Well, they would, wouldn’t they?


Bad curatorial habits seem to thrive in clusters. In almost every art museum I visited in London last week, on wall labels and in published materials relating to many different types of object, again and again I noticed the same sloppy formulation: Originally this bejeweled Portuguese breast ornament “would have been” pinned or sewn to a gown; “This carriage would have been pulled by a pair of sheep or goats, wearing blue velvet harnesses and bridles with silver buckles as mentioned in eighteenth-century inventories” (both Baroque, V. & A.); originally that rare Chinese vase “would have had” identical rings suspended from its handles (Highlights of the Sir Percival David Collection, Sir Joseph Hotung Centre for Ceramic Studies, The British Museum), and so on.

This problem is partly the result of confusing known conventions applying to certain broad categories of object and what one can definitely say about specific examples (or what one certainly cannot say about the same for lack of hard evidence).

Was this bejeweled breast ornament routinely pinned or sewn to a gown? Which of these was it? Possibly yes to both, even probably, but maybe also at different times. Either the original eyelets for needle and thread are no longer there, or the mounts have at some point been altered to suit later habits of dress.

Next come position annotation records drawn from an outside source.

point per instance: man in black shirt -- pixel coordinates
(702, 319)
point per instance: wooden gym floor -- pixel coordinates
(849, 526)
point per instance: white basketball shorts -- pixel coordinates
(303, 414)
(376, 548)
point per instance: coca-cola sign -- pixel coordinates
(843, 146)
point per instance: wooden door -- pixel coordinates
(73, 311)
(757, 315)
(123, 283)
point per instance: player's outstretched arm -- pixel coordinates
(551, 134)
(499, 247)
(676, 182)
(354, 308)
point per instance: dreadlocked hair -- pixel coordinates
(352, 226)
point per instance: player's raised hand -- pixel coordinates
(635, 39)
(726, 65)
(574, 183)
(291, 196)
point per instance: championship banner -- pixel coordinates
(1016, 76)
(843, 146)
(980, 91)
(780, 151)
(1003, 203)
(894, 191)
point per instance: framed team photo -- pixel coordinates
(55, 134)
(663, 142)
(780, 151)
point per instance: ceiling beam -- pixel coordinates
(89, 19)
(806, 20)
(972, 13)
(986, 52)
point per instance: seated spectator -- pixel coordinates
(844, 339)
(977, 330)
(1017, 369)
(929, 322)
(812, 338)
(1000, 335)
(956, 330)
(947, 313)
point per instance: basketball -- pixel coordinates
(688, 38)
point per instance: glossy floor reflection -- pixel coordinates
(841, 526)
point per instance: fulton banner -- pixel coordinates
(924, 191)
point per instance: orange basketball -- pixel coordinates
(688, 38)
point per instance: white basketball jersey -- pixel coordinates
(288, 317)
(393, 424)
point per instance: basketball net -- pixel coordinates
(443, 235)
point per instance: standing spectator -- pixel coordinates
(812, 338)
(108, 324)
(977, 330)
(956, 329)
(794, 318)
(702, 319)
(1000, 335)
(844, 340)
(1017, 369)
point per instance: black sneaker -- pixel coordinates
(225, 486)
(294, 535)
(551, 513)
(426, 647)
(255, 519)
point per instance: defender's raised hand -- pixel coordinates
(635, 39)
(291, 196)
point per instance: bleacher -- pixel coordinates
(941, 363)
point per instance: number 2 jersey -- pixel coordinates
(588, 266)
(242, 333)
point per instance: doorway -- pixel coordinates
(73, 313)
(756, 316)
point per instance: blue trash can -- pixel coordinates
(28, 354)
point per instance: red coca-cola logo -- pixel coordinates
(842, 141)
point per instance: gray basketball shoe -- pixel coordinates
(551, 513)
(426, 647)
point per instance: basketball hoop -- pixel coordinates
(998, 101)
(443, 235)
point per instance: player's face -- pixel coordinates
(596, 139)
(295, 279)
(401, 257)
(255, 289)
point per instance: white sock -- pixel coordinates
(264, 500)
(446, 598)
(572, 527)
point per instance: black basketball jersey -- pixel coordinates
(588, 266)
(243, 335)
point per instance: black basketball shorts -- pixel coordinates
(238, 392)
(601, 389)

In other words, it may not be possible to know for sure—even if we have a very clear picture of how such an object was fully intended to be worn. Here is another one very much like it, in a portrait painting, say, affixed with a ribbon that is tied in a bow. Such evidence can be pretty persuasive, but it is at best circumstantial.

The glorious little pumpkin carriage for the eldest son of the Elector Max Emanuel of Bavaria, meanwhile, may or may not have been equipped with harnesses of blue velvet and bridles fastened with silver buckles, but it is something of a stretch to base this claim upon documents relating to an altogether different princely court. Here as elsewhere the curator’s quest for the telling detail translates into plain conjecture.

Finally, did the famous Yuan dynasty David vases (above) have rings suspended from their elephant-head handles, or not? If they were exactly like other examples of this shape and type, probably yes, but there is no trace of them, and you have to wonder why, if both were at some point broken, there are inconsistent traces of damage to the relevant parts of those vessels. And it is very hard to see why anyone would run the considerable risk of damage by deliberately setting out to remove them.

Maybe in each case we cannot know; but certainly we can make a reasonably plausible and well-informed guess about what craftsmen aimed for in a more general sense: (1) bejeweled Portuguese breast ornaments of this type were evidently worn pinned or sewn to a gown; (2) Chinese vases of this type were generally equipped with identical rings suspended from each handle.

Everyone wants to apply general principles or knowledge to specific objects, but to do so in English prose by means of the so-called “past unreal conditional” is a solecism because this tense calls for (positively demands) a qualifying phrase beginning with “if,” or the equivalent. Therefore, to get away with this locution, you need to say something like: “These rare Chinese vases would have had identical rings suspended from their handles had they survived the hazardous processes of firing in the kiln, or if for unknown reasons, perhaps of taste, they had not been deliberately removed at a later date, or else accidentally broken.”

All of which gives to the text a decidedly clunky texture that I suppose is best avoided.

I realize some of my colleagues get thoroughly exasperated by some of the smaller bees that find their way into my bonnet, but my gentle response to them is to echo as tactfully as possible the estimable Miss Mandy Rice-Davies who, at the Old Bailey in 1963, in connection with the Profumo scandal, whilst under cross-examination during the trial of Stephen Ward, responding to the risible claim that Lord Astor denied ever having met her, famously remarked from the witness box: “Well, he would, wouldn’t he?”

Something of the same brassy colloquialism has evidently now burrowed its way onto our wall labels and into our catalogue entries, and would have refused to budge if a few of us had not learned to love our inner stickler, and accepted that there are certain limits to what one can definitely say about the original state of very old things.